Off with Their Heads - In Desolation (Cover Artwork)
Staff Review

Off with Their Heads

Off with Their Heads: In Desolation

In Desolation (2010)

Epitaph


3.5
Following Off with Their Heads' switch to the ostensibly flippy-haired roster of latter-day Epitaph, I can safely say that nothing has really changed (besides a member or two): The Minneapolis-bred punks are still playing modest shows and most importantly, they're still writing gravelly anthems of s...

Following Off with Their Heads' switch to the ostensibly flippy-haired roster of latter-day Epitaph, I can safely say that nothing has really changed (besides a member or two): The Minneapolis-bred punks are still playing modest shows and most importantly, they're still writing gravelly anthems of self-loathing.

The only thing that Epitaph could have potentially brought to the table (which is still a matter of assumption) is the recording quality. It's really not entirely different--just a bit higher in quality. The mix has the bass at a pretty audible level (hearing, rather than "feeling" the bass), mimicking the feel of the band's previous full-length From the Bottom. The quality difference really accentuates the energy; when the sudden verse of "Their Own Medicine" begins, you can tell there's a particular oomph to it.

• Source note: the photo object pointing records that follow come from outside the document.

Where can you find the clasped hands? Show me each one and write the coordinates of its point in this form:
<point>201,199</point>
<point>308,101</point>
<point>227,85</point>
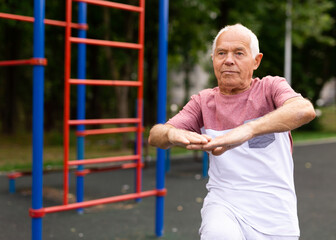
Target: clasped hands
<point>217,145</point>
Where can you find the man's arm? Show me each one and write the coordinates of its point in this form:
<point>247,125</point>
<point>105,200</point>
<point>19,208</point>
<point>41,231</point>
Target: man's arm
<point>165,136</point>
<point>294,113</point>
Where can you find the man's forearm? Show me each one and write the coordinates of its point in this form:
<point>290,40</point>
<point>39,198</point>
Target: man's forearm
<point>158,136</point>
<point>293,114</point>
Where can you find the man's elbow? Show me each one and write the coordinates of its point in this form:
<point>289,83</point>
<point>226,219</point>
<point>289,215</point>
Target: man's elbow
<point>307,113</point>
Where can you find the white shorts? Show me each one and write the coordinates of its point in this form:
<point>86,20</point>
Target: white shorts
<point>220,223</point>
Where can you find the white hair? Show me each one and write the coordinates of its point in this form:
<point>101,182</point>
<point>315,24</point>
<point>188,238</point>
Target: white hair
<point>254,43</point>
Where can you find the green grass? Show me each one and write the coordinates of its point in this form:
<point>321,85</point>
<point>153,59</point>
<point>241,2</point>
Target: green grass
<point>16,153</point>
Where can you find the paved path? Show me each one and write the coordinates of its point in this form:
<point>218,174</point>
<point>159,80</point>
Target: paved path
<point>315,175</point>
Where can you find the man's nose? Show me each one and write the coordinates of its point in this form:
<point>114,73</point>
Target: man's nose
<point>229,60</point>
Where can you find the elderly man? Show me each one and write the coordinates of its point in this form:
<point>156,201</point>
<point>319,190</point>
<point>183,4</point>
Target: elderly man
<point>244,124</point>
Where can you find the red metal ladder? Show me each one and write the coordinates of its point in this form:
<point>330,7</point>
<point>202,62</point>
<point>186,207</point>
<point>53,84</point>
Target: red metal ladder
<point>138,122</point>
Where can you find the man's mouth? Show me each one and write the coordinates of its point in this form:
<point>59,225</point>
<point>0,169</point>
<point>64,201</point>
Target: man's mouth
<point>229,72</point>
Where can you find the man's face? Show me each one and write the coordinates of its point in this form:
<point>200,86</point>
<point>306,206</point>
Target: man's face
<point>233,62</point>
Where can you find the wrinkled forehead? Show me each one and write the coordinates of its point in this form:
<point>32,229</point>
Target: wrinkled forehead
<point>234,37</point>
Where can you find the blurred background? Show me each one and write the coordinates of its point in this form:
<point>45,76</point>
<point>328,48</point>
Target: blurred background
<point>193,24</point>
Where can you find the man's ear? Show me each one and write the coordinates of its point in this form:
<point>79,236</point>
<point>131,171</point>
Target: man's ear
<point>257,61</point>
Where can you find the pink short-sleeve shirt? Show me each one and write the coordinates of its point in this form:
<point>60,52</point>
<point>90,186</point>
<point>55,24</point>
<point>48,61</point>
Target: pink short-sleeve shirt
<point>254,180</point>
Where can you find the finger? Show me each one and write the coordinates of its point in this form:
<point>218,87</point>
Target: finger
<point>207,137</point>
<point>197,139</point>
<point>218,151</point>
<point>194,147</point>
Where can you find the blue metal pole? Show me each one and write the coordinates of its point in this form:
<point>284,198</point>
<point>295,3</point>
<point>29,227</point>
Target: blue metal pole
<point>81,89</point>
<point>38,92</point>
<point>161,109</point>
<point>205,161</point>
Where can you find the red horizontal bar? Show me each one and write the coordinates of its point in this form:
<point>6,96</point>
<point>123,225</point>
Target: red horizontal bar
<point>104,121</point>
<point>103,160</point>
<point>46,21</point>
<point>106,131</point>
<point>37,213</point>
<point>106,82</point>
<point>32,61</point>
<point>112,5</point>
<point>106,43</point>
<point>105,169</point>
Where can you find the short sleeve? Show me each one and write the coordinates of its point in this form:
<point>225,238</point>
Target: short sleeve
<point>190,117</point>
<point>281,91</point>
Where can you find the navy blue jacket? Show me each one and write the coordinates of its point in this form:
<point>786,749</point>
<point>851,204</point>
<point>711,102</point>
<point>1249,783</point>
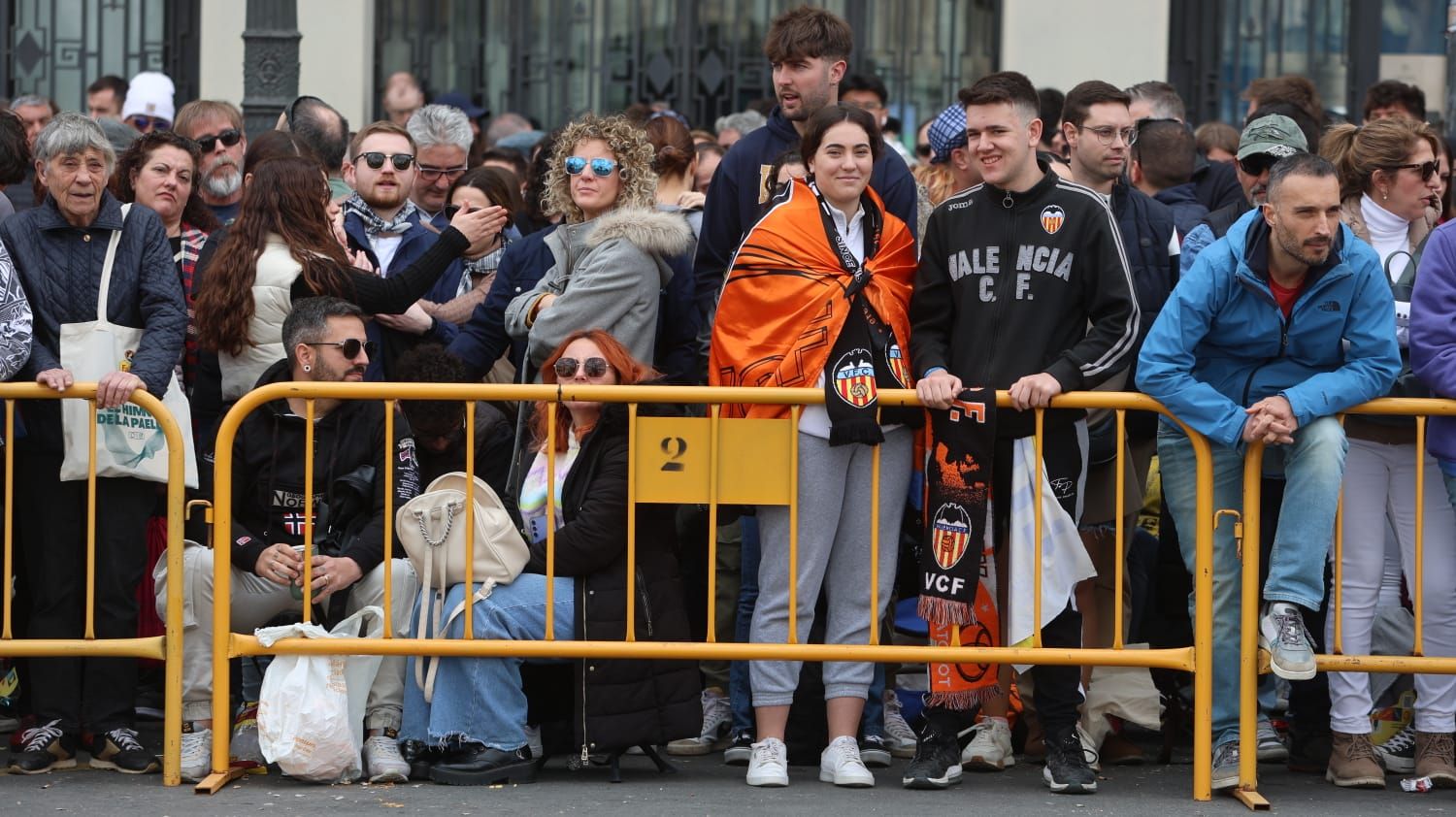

The power chord-driven jams, surprisingly, have a lot more variety than anticipated. "Spare Time" has riffs that reminisce in '80s hardcore; the quavering curveball "My Episodes" has quiet chord accents on piano; there's even a double-stoppin', rockin' solo in "Their Own Medicine." The most powerful track, "Clear the Air" finds the band mastering their own dynamics, which closes the album perfectly.

Off with Their Heads has always succeeded in forgetting verbosity, and embracing zero-bullshit, poignant lyricism. There's little need for poetic devices when a line like "I look in the mirror and I see the face of a failure who will never be significant" does the job a million times better. However, in the complete opposite of Off with Their Heads' fashion, "My Episodes" offers a shed of hope from Ryan Young. His lyrical approach translates well to such a revealing sentiment ("I'm just happy right now that your arms are around me").

Everything seems like a perfect followup, but unfortunately, there are a too many moments that obviously parallel From the Bottom ("Old Man" vs. "Go On and Git Now," "I Just Want You to Know" vs. "Fuck This I'm Out," etc.). Thankfully, they come off as "part II" rather than careless recycling, but In Desolation literally just falls short from the complete greatness of their earlier material. It's simply because too many songs wallow in their own formula; it's clear that when they step out of their comfort zone, they're onto something really special. "The Eyes of Death," "My Episodes" and "Clear the Air" are the best songs they've written, and I'd really love to hear what other things they can do.

Let's just say this is still a band I'd stage dive and fuck my neck up to. Whatever; it was totally worth it.